Systems biology intertwines with single cell and AI

A report of the 12th International Conference on Systems Biology (ISB2018), 18–21 August, Guiyang, China.

To study the complex genotype phenotype mapping, there are two distinct scientific paradigms. The reductionist approach decomposes the phenotypic variability step by step with the assumption that the complex life system is constructed from the additive effect of their molecules. In contrast, systems biology choses to represent the whole system by investigating the networks, which are the large scale interactions of many molecules in a systematic and simultaneously way.

The recent trend is that the two approaches are becoming increasingly complementary to each other and intertwined. The recent years witnessed the breakthrough of single cell sequencing technology, which enable to look into complex interactions at systems level inside reductive single cell level. Single cell analysis has been beyond the capabilities of ‘Omics’ technologies. This is rapidly changing with the recent examples of single cell genomics, transcriptomics, proteomics, and metabolomics.

Single cell data helps to address the cellular heterogeneity arising from stochastic expression of genes, proteins, and metabolites is a fundamental principle of cell biology. Single cell analysis is the new frontier in Omics, and single cell Omics has the potential to transform systems biology through new discoveries derived from cellular heterogeneity [1].

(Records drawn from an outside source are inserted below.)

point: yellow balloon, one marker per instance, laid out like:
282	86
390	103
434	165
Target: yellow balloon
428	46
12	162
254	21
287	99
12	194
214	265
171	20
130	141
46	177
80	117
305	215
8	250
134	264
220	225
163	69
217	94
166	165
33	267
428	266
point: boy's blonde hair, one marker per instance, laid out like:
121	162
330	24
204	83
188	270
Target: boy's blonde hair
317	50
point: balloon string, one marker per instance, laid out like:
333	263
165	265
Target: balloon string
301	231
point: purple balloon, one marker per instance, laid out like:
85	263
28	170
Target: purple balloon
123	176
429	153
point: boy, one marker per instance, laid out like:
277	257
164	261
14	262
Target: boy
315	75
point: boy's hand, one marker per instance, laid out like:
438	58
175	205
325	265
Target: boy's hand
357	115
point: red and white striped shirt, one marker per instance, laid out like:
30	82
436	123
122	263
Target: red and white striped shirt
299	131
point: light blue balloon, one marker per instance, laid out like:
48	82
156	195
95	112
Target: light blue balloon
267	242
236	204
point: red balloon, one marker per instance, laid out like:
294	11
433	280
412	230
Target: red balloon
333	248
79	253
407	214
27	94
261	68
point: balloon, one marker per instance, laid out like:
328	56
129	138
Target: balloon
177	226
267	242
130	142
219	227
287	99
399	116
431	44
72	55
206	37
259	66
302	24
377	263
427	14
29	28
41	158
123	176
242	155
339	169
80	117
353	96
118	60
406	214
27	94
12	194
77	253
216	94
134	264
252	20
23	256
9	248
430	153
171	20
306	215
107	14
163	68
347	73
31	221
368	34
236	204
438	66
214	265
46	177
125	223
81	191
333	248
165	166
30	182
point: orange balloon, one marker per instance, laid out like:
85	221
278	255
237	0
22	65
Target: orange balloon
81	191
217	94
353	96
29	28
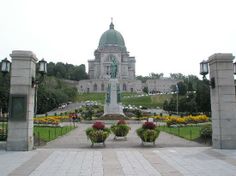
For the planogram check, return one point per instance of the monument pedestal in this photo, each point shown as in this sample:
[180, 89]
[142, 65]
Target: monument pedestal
[112, 105]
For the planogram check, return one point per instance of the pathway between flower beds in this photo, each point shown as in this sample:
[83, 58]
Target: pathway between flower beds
[78, 139]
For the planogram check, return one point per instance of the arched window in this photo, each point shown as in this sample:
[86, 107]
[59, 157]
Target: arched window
[102, 87]
[95, 87]
[124, 87]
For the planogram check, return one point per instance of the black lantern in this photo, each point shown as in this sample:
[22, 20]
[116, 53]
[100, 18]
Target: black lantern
[5, 66]
[42, 66]
[204, 68]
[234, 68]
[42, 70]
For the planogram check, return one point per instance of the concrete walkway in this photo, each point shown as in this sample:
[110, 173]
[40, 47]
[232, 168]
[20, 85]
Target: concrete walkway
[190, 161]
[71, 155]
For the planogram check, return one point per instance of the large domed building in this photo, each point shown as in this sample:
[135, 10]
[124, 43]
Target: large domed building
[111, 46]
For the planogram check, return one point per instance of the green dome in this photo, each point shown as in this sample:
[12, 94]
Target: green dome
[111, 37]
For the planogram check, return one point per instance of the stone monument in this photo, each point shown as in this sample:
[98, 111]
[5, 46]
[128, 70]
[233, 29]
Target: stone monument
[223, 104]
[21, 109]
[113, 98]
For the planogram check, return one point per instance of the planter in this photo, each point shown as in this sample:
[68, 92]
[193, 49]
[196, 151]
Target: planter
[98, 133]
[148, 133]
[121, 129]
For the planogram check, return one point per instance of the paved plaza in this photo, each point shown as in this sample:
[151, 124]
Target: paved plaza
[71, 155]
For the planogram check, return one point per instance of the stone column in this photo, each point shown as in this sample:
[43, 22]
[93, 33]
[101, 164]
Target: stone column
[21, 109]
[223, 104]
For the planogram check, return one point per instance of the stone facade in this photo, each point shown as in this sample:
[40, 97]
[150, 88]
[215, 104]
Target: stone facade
[112, 46]
[223, 101]
[20, 124]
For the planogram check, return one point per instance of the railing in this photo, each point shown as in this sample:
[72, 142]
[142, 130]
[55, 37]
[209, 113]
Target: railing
[3, 127]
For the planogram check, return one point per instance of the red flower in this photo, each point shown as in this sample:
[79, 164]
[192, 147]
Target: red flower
[121, 122]
[98, 125]
[149, 125]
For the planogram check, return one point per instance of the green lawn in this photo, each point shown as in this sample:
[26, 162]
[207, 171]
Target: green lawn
[187, 132]
[50, 133]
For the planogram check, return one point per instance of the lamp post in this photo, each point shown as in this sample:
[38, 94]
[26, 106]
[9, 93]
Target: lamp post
[5, 68]
[177, 101]
[204, 68]
[35, 82]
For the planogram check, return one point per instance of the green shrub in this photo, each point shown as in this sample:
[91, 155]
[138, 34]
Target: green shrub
[206, 131]
[120, 130]
[97, 136]
[148, 135]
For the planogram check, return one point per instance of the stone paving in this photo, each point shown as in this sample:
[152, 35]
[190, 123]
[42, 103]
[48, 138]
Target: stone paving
[71, 155]
[190, 161]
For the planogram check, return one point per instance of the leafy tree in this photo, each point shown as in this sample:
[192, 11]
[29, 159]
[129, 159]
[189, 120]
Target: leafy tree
[145, 90]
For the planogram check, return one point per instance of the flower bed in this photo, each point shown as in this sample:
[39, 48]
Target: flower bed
[50, 120]
[121, 129]
[98, 133]
[174, 120]
[148, 132]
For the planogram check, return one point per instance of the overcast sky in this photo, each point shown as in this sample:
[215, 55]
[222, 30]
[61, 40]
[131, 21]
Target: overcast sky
[167, 36]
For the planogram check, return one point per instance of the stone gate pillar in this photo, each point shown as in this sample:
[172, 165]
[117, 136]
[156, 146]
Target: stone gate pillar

In addition to the single cell level, another trend is that systems biology is boosted by the artificial intelligence (AI) development. The reason is simple. In the era of big biological data, systems biology needs to mine biological insights from genome and transcriptome expression generated using next-generation sequencing and other technologies and further integrate with proteomes and metabolomes data. We noticed that big data analysis is required in various other fields such as machine learning and AI. For example, deep-learning algorithms take raw features from an extremely large, annotated data set, such as a collection of images or genomes, and use them to create a predictive tool based on patterns buried inside. These algorithms have recently shown impressive results across a variety of domains. The ideas and methods developed there can be borrowed for systems biology studies. Biology and medicine are data-rich disciplines, but the data are complex and often ill-understood. Hence, deep learning techniques may be particularly well suited to solve problems of these fields [2]. We can expect deep learning methods to provide valuable means for speeding up or aiding human investigation in future systems biology study.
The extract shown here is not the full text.